This is write skew, and it is the anomaly that snapshot isolation (which Postgres calls REPEATABLE READ) cannot prevent. Each transaction sees a snapshot frozen at its start time. Neither sees the other's write. Both check "count >= 2" and both pass. Both commit. The invariant is broken, and no error was raised.

+----------------------------------------------------------------+
|           WRITE SKEW UNDER SNAPSHOT ISOLATION                  |
+----------------------------------------------------------------+
|                                                                |
|  Initial state: oncall = { Alice, Bob }                        |
|                                                                |
|  T1 (Alice)                       T2 (Bob)                     |
|  -----------                      ---------                    |
|  BEGIN ISOLATION REPEATABLE READ  BEGIN ISOLATION REPEATABLE READ |
|  SELECT count(*) FROM oncall;     SELECT count(*) FROM oncall; |
|         -> 2  (snapshot)                  -> 2  (snapshot)     |
|  IF count >= 2:                   IF count >= 2:               |
|    UPDATE oncall                    UPDATE oncall              |
|       SET on=false                     SET on=false            |
|     WHERE name='Alice';              WHERE name='Bob';         |
|  COMMIT;  -> OK                   COMMIT;  -> OK               |
|                                                                |
|  Final state: oncall = { } -> INVARIANT VIOLATED               |
|                                                                |
+----------------------------------------------------------------+

The only isolation level that prevents this is SERIALIZABLE. Under SERIALIZABLE, Postgres detects that T1 read rows that T2 wrote, and T2 read rows that T1 wrote — a read-write cycle — and aborts whichever one tries to commit second with a serialization_failure. The application then retries the aborted transaction. On the retry, the new snapshot shows only 1 doctor on call, the IF check fails, and the second doctor is correctly told "you cannot take yourself off."

That is the entire story of SERIALIZABLE in one analogy: snapshots are not enough when two transactions read overlapping data and write into each other's reads. SERIALIZABLE is the level that catches those dangerous patterns and forces one of the offenders to start over.

What SERIALIZABLE Guarantees — The Strongest Promise SQL Makes

The SQL standard defines SERIALIZABLE as: the result of executing a set of concurrent transactions must be equivalent to some serial order of those transactions. In other words, even though the database executes them in parallel, the final state must look as if they had been run one at a time, in some order, with no overlap.
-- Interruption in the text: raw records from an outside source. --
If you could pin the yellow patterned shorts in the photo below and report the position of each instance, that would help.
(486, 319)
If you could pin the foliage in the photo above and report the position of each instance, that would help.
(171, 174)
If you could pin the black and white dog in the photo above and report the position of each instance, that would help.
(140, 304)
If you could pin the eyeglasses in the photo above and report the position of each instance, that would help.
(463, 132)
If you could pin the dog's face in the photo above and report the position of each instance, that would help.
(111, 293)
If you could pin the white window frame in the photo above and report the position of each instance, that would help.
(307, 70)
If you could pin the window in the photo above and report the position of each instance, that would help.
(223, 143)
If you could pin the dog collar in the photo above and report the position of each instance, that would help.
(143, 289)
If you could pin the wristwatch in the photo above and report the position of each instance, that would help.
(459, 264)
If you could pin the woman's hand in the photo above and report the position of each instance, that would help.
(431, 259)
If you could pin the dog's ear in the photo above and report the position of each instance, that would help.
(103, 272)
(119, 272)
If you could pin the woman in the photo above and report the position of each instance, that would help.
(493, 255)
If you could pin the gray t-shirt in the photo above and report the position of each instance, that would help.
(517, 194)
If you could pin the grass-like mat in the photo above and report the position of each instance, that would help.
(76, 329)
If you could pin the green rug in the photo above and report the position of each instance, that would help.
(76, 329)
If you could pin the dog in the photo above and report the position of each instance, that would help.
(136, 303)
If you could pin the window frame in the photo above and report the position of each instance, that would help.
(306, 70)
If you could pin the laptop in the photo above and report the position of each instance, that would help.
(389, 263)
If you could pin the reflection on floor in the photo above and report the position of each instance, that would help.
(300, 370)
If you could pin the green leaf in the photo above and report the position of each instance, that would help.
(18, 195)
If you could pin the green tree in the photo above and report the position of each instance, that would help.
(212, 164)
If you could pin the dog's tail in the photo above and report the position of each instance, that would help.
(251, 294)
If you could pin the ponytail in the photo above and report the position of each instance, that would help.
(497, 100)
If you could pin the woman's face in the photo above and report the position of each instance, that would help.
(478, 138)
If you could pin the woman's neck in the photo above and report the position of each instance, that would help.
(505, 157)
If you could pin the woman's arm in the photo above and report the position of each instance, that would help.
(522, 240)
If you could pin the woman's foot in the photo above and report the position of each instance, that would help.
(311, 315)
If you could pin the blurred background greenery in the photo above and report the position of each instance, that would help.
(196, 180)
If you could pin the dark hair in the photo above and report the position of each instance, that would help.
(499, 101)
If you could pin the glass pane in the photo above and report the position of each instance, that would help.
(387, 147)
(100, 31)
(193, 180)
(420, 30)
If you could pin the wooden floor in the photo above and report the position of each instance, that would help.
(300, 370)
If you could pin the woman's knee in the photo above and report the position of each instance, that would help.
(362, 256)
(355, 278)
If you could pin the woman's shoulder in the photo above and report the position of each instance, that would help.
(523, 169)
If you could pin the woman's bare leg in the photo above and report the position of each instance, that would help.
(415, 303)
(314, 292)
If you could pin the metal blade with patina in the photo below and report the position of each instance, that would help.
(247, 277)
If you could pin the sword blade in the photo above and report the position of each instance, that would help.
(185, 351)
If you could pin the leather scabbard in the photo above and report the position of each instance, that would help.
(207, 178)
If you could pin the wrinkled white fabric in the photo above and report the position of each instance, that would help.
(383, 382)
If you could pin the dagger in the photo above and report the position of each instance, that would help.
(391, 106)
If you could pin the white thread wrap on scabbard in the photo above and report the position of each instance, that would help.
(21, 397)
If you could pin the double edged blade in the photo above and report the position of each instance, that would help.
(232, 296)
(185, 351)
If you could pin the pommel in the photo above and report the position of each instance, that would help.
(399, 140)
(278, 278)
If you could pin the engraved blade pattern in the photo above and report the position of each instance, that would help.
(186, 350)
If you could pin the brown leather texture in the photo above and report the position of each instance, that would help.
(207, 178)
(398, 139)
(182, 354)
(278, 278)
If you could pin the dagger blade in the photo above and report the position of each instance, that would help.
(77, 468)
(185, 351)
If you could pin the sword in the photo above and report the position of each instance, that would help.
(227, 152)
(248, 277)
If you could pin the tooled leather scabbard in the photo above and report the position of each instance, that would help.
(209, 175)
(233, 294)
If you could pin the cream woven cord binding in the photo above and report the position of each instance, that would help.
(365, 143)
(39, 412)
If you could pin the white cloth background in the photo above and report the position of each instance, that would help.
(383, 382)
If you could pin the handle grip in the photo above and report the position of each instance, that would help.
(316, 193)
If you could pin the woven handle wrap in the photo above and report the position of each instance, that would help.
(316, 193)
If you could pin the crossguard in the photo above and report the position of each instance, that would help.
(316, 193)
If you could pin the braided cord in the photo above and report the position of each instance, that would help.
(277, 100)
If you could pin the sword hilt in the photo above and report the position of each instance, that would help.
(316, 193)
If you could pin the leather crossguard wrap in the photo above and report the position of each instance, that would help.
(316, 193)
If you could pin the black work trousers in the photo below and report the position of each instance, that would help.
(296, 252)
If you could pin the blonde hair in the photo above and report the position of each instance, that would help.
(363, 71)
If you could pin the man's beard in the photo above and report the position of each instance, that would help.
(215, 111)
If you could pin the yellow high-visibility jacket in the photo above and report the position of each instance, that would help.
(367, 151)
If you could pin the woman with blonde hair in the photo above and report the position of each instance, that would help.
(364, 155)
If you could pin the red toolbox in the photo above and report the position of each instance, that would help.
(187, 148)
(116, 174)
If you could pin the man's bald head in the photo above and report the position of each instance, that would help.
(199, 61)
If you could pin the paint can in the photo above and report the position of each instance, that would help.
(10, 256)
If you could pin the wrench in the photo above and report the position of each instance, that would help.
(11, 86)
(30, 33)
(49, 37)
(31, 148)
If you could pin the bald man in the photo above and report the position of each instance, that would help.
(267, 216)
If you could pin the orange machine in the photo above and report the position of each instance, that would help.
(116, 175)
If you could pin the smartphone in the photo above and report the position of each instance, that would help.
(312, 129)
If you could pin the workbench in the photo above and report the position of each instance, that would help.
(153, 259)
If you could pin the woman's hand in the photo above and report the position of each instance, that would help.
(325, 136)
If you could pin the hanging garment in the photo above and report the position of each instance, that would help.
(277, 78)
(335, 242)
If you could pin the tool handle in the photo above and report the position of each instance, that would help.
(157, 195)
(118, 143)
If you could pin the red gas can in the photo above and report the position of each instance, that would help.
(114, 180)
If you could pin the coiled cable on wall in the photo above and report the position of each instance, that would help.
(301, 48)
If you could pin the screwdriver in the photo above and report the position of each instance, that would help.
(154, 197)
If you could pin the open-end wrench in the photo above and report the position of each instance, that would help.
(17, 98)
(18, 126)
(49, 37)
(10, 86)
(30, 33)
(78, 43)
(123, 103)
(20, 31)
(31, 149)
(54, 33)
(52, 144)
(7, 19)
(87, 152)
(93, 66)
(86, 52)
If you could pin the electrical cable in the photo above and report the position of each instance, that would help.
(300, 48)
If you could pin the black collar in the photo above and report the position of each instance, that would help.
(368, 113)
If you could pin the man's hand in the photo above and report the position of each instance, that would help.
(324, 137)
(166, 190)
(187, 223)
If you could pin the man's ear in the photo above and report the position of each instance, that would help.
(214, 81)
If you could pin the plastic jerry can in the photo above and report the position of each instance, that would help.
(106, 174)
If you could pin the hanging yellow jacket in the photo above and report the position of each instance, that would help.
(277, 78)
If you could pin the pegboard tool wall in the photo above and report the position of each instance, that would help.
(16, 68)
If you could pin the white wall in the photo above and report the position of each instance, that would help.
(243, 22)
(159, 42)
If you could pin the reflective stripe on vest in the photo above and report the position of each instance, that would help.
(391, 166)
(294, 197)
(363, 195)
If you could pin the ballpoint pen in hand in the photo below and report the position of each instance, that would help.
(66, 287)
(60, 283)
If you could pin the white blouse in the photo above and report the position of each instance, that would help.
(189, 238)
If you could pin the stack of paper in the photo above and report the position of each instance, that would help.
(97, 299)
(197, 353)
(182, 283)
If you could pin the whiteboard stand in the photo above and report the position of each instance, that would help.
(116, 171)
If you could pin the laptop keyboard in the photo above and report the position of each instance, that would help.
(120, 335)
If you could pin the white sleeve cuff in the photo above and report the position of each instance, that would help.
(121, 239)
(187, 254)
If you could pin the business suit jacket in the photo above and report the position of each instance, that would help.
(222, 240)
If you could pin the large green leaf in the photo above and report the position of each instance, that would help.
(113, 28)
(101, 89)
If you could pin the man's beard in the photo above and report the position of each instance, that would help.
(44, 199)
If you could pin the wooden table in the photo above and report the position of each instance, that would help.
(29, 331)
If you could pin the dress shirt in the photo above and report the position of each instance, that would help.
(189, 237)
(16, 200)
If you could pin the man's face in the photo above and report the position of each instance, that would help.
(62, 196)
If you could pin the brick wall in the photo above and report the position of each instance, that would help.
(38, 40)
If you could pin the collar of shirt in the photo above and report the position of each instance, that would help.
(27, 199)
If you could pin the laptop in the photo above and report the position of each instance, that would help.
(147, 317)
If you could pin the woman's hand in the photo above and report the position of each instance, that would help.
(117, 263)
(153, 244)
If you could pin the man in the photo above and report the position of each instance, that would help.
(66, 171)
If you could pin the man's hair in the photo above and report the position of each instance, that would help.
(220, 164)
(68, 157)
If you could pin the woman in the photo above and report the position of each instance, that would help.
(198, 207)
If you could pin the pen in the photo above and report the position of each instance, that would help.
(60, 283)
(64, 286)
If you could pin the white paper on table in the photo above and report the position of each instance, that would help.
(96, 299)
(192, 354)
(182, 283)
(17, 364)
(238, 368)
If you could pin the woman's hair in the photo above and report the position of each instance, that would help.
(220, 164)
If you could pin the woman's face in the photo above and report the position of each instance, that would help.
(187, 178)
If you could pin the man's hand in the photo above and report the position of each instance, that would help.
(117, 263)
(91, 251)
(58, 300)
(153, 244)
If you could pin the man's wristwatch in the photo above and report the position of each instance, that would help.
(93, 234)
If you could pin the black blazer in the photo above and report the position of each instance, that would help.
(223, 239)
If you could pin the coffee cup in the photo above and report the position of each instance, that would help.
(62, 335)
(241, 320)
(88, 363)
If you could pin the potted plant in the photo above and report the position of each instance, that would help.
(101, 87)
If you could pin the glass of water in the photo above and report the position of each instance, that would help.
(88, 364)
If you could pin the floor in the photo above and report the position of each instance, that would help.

This is the strongest correctness guarantee a relational database offers. It eliminates every read anomaly:

Dirty reads — you cannot see uncommitted data
Non-repeatable reads — the same row read twice returns the same value
Phantom reads — the same range query returns the same set of rows
Write skew — concurrent transactions cannot commit decisions based on data the other modified
Lost updates — two concurrent updates to the same logical state cannot both win

The cost: at least one transaction in any conflicting group will fail at commit time. Your application must be prepared to retry. There is no isolation level that gives you both stronger-than-snapshot correctness and zero retries — the impossibility is fundamental to concurrency control.

+----------------------------------------------------------------+
|           THE SERIALIZABLE GUARANTEE                           |
+----------------------------------------------------------------+
|                                                                |
|  PROMISE:                                                      |
|    The committed outcome of concurrent transactions is         |
|    equivalent to SOME serial execution order.                  |
|                                                                |
|  COST:                                                         |
|    Some transactions will be aborted with serialization_failure |
|    The application must retry them.                           |
|                                                                |
|  PROTECTS AGAINST:                                             |
|    - Dirty reads          (also blocked by READ COMMITTED)     |
|    - Non-repeatable reads (also blocked by REPEATABLE READ)    |
|    - Phantom reads        (also blocked by RR in Postgres)     |
|    - Write skew           (ONLY blocked by SERIALIZABLE)       |
|    - Lost updates         (ONLY fully blocked by SERIALIZABLE) |
|                                                                |
|  DOES NOT PROTECT AGAINST:                                     |
|    - Bugs in your application logic                            |
|    - Network failures between client and DB                    |
|    - Anything that lives outside the transaction               |
|                                                                |
+----------------------------------------------------------------+

How PostgreSQL Implements SERIALIZABLE — Serializable Snapshot Isolation (SSI)

Most databases implement SERIALIZABLE with strict two-phase locking (S2PL): every read takes a shared lock, every write takes an exclusive lock, and locks are held until commit. This is correct but brutal — readers block writers and writers block readers, throughput collapses under contention, and deadlocks become common.

PostgreSQL took a different path. Since version 9.1, Postgres SERIALIZABLE uses Serializable Snapshot Isolation (SSI), a clever algorithm that combines the best of snapshot isolation (no read locks, no blocking) with serializable correctness (no write skew). The key insight: instead of preventing dangerous interleavings with locks, detect them and abort one of the transactions at commit time.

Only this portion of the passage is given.